Poem: The Warrior’s Run

By: Michael Chin


The Ultimate Warrior used to run to the ring. Long hair waving behind him. Fist pumping. And I pumped my fist too. At the spectacle. At the intensity. At the explosion.

Ten, fifteen years later, when he’d fallen out of vogue and out of favor, Warrior’s contemporaries spoke out. That muscled as he was, he wasn’t in such great shape. But by the time he reached ring, he’d be completely out of breath, and need to collect himself before he could engage in a match. Pathetic.

When the word got back to Warrior, however, he explained that to do anything less than run would be to sell his fans short. That he didn’t then, nor ever would give less than maximum effort in the ring, on the microphone, or even on his way to the ring.

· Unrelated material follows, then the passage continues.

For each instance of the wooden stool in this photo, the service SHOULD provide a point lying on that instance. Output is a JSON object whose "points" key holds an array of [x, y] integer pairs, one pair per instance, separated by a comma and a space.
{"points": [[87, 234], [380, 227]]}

Warrior returned to the WWE fold after nineteen years away. No face paint. Short, gray hair. Wife and children in tow. He made his entrance, not to the ring, but to the Hall of Fame. Where he spoke of his battles and his journeys. Of love. Of forgiveness.

But though his speech ran long, that’s not to say he wasn’t in a hurry.

Because in a career defined by power, by impact, by speed—by never walking, but rather running



never stopping, top speed, Warrior ran from legend to legacy, from commemoration to memory.

Three days after the Hall of Fame ceremony, he collapsed in a parking lot. Dead at 54.

And perhaps that’s the only way he could go down. Not to the Hulkster’s leg drop or Macho Man’s flying elbow. Not to biceps too big, but to a heart that had swelled too large for his chest.